Given our 50% restaurant rule you only eat half, count it as your pre-planned cheat meal, and pat yourself on the back for being a good person. Yet it calculates out at 1789 Calories, 85g Protein FOR HALF! Even as a half meal that’s a huge amount of calories, and it just doesn’t seem like it’s that much food. I certainly didn’t leave feeling stuffed, heck prior to dieting, I used to eat the whole thing! Sometimes you’re pleasantly surprised, my spaghetti recipe is heavy on sauce and actually turned out to be low calorie after I made a few minor modifications. (such as using Barilla Plus pasta, which has a much lower insulin impact) So put in the work with your food log, and your ability to control your weight will increase.

Making Sense of Measurements

Wednesday, December 5th, 2007

When you’re trying to get into better shape, your primary goal is to lose fat. While many people describe this as “losing weight” they’re not the same thing at all. Your overall weight is a combination of your lean body mass (organs, muscles, and bones), adipose tissue (fat), hydration (how much water you have in you), and any food currently in the process of digestion or waste disposal. Saying that you “lost 10lbs” could mean a number of different things, depending on where those pounds came from. For example someone with a cast on both legs could easily lose quite a bit of muscle mass due to atrophy, yet this is not a positive result from a weight management standpoint.
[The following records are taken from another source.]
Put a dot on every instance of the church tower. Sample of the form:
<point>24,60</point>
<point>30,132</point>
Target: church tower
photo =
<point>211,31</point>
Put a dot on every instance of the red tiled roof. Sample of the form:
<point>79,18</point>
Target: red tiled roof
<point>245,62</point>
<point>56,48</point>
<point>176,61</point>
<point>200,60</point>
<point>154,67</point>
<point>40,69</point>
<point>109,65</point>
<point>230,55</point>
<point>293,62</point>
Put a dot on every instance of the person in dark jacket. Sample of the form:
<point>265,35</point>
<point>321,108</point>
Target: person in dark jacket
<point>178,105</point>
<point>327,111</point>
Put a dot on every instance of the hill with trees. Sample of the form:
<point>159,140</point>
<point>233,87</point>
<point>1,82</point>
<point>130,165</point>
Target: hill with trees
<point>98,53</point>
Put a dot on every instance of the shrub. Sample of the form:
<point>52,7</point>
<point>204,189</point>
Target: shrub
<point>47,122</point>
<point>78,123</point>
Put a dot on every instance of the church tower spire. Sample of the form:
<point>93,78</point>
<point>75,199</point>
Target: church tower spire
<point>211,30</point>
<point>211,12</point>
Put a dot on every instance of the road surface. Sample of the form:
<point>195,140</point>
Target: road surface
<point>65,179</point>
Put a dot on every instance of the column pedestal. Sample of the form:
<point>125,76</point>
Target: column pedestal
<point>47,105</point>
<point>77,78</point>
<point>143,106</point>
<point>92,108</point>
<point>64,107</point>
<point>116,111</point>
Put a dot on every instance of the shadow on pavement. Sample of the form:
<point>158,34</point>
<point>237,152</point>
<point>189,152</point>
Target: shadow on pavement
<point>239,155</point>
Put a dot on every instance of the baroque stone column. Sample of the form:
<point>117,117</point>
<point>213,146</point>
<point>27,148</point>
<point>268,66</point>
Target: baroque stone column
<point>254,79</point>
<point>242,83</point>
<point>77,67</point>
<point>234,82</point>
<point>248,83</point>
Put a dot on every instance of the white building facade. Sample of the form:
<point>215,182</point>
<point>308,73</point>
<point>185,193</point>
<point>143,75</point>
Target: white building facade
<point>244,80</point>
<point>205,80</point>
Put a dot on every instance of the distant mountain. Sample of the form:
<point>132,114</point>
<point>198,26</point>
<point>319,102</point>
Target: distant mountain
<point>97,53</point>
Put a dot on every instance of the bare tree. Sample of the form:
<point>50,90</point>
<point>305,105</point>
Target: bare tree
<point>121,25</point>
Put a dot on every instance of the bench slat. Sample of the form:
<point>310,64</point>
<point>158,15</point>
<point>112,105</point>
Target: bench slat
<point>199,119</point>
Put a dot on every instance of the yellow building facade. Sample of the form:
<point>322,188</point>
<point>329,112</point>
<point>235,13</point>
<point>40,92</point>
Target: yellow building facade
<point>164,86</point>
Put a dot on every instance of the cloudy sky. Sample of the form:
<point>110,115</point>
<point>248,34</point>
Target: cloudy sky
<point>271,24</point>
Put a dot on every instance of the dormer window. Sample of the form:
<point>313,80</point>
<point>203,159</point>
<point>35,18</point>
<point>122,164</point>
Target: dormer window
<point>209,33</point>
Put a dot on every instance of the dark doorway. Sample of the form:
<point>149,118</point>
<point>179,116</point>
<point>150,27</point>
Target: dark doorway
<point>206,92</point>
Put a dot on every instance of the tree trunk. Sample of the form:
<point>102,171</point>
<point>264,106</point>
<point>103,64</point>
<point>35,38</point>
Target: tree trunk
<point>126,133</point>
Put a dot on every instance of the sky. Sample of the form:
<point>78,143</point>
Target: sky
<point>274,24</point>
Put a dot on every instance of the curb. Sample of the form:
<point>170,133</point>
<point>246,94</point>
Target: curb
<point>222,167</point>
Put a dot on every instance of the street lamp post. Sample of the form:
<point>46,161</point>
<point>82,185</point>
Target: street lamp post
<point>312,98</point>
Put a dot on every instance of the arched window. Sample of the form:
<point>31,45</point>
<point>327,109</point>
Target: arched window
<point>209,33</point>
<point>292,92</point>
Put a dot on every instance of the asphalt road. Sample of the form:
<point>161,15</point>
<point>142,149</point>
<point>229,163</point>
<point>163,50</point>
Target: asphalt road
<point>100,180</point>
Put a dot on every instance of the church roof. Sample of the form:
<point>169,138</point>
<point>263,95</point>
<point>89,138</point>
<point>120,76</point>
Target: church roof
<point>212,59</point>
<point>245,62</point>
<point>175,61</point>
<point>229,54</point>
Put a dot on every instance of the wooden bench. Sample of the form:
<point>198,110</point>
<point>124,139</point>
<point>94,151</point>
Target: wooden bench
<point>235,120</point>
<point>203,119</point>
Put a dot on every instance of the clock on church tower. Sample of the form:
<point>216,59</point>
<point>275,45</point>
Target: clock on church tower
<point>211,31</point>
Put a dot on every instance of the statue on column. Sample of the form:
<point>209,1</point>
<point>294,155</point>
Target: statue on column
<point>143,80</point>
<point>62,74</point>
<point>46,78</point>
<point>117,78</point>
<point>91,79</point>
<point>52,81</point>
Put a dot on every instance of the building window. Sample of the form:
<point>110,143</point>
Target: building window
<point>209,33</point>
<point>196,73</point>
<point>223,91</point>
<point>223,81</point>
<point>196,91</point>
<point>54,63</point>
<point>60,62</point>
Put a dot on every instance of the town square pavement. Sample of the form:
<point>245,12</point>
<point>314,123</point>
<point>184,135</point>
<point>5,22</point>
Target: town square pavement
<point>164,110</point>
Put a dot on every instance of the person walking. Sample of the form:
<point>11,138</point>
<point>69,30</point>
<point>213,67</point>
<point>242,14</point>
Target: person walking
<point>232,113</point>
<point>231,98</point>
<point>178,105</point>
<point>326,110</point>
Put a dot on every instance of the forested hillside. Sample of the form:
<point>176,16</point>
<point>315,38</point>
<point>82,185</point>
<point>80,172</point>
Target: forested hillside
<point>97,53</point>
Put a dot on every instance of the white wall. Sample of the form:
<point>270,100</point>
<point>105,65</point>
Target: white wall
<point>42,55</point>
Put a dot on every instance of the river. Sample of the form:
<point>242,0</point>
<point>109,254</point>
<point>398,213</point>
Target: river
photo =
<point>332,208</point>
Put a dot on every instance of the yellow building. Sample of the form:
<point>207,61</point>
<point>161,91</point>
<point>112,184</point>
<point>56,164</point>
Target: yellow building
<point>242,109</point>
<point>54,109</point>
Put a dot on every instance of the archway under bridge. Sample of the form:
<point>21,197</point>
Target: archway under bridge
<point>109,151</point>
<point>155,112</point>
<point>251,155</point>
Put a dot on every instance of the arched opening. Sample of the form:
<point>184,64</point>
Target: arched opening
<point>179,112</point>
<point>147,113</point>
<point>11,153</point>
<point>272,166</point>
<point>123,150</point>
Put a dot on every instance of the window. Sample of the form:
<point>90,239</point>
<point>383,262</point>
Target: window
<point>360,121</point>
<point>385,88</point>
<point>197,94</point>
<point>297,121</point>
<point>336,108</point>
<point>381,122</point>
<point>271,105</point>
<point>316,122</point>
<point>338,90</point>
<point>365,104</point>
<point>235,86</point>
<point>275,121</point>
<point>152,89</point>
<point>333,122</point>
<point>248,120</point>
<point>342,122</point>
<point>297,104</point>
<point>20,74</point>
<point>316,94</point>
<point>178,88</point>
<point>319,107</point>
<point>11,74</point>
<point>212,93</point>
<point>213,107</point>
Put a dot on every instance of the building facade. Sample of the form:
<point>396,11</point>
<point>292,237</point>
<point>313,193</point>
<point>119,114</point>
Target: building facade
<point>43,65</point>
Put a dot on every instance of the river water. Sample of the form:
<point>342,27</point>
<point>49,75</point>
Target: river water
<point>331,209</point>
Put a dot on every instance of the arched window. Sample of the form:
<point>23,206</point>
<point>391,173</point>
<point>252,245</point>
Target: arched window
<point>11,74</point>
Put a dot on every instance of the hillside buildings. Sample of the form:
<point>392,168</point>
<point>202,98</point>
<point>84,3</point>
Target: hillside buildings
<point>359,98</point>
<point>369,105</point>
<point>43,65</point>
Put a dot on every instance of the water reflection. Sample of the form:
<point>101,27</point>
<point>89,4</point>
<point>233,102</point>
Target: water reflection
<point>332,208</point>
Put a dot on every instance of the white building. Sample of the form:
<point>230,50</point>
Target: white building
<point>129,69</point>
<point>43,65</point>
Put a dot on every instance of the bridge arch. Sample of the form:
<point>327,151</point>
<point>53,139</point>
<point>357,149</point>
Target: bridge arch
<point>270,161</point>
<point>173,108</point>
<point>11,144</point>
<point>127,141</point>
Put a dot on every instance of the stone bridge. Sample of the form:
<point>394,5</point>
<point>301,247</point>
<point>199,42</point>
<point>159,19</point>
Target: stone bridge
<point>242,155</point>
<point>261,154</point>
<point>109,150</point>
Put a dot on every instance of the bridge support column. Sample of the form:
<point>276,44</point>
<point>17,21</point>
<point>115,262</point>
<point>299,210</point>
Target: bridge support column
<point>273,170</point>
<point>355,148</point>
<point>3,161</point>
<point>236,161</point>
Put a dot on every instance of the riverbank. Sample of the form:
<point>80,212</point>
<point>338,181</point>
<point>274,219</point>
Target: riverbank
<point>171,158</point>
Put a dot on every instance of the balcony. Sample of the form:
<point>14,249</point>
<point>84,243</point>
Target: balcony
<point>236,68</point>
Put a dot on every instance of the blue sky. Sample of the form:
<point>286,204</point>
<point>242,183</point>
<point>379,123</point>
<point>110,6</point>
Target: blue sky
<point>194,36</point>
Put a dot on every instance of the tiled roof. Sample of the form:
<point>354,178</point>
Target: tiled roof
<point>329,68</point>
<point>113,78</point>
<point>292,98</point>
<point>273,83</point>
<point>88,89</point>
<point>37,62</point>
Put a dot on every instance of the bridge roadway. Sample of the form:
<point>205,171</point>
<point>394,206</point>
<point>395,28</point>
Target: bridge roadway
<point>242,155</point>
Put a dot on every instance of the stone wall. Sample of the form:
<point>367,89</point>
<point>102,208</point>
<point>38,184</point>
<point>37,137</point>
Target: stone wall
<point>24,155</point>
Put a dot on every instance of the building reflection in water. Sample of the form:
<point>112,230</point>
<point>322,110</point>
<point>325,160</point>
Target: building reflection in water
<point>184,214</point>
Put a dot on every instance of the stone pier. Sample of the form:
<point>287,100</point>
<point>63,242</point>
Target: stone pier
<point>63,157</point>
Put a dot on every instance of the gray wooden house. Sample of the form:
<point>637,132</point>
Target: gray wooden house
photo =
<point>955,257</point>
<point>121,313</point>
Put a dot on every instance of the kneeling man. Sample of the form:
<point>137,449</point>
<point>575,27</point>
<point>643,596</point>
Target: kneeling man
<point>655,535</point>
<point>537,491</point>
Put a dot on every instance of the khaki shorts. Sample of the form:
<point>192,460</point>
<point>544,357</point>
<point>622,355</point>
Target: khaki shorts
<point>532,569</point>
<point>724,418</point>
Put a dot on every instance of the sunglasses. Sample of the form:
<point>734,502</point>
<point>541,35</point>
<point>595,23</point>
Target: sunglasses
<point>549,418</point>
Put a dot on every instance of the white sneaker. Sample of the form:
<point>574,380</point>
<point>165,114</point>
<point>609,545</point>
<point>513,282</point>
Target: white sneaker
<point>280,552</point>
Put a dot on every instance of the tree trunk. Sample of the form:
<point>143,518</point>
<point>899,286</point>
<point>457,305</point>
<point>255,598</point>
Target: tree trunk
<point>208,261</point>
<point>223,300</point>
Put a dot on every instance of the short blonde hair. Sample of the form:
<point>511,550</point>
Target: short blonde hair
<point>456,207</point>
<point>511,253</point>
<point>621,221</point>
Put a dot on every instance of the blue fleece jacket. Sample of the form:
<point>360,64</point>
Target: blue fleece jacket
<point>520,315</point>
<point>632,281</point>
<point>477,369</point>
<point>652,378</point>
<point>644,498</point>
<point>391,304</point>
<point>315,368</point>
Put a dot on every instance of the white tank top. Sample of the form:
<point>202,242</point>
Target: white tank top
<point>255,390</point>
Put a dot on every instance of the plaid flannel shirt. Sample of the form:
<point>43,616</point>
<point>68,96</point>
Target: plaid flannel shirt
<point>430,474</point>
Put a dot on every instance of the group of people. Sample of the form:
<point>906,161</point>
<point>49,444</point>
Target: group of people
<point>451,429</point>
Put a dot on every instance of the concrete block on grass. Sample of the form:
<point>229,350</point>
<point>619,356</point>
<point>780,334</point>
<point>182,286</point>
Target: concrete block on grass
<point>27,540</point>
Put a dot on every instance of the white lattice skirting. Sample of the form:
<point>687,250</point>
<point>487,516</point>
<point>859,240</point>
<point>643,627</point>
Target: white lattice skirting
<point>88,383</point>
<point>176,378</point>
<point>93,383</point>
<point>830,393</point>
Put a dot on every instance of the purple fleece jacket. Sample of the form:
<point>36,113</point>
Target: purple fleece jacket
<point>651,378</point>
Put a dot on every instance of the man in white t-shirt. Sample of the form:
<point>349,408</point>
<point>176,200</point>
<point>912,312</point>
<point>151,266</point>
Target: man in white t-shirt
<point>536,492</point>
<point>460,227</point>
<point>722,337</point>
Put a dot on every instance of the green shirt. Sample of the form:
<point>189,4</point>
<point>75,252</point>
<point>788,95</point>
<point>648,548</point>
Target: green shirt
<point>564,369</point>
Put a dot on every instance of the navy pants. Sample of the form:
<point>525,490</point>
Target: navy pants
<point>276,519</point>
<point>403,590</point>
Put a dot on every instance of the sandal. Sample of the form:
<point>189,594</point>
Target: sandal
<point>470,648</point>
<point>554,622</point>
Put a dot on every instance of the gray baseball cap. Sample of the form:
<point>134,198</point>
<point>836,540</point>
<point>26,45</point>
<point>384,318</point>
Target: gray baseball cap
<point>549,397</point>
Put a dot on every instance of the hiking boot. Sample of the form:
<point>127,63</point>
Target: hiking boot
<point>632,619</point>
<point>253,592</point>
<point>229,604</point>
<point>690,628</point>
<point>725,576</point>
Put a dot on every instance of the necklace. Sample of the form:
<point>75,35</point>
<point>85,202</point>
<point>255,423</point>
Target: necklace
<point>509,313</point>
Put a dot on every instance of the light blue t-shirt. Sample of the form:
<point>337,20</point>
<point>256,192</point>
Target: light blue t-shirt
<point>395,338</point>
You two best tools when tracking your progress are the weight scale, which everyone is pretty familiar with, and the bodyfat tester which measures your bodyfat as a percentage of your overall weight. Measuring hydration and current food in process is pretty difficult, and results in quite a bit of confusion about your current weight, since it can vary your totals by as much as 5lbs either way on a daily basis. Since there is so much built in error it’s difficult to see what the actual results are when you’re dieting.

The solution to this problem comes from the stock market, where daily prices can fluctuate wildly, but traders still need to be able to see trends. What they do is use a moving average, so that the average price is updated daily. Here are the closing prices for Microsoft for the last five days:

11/29 33.59
11/30 33.60
12/03 32.92
12/04 32.77
12/05 34.15

If we were going to use a three day moving average it would look like this:

11/29 33.59 = 33.59
11/30 (33.60 + 33.59) / 2 = 33.595
12/03 (32.92 + 33.60 + 33.59) / 3 = 33.37
12/04 (32.77 + 32.92 + 33.60) / 3 = 33.09
12/05 (34.15 + 32.77 + 32.92) / 3 = 33.28

As you can see each day the oldest price is dropped and the newest is added. Normally traders use a longer moving average, say fourteen days or so, to see trends. With modern spreadsheets, this is actually very easy to do, and the computer does all the heavy math for you. So why is this important? Well since your daily weight and bodyfat numbers aren’t that reliable you can use a moving average to help you see the trend values. I’ve found that the best kind of moving average for this sort of thing is called a “10% smoothed exponential moving average”, as recommended by John Walker, inventor of AutoCad, and writer of “The Hacker’s Diet”. His work was very influential in helping to shape my thoughts on weight loss, though there has been considerable progress in terms of understanding fitness and nutrition since his original document was written.

Each morning you should weigh yourself and take a bodyfat % reading (using calipers or an impedance unit), and note the results in a spreadsheet. Then the program will automatically make pretty graphs for you, and you can even tell it to put in a linear regression line which will show you the overall trend and slope (rate of progress). This sort of exact information is very useful in terms of feedback. You’ll be able to see your exact calorie deficit and the results of any modifications you make to your diet will show up very clearly on the graph.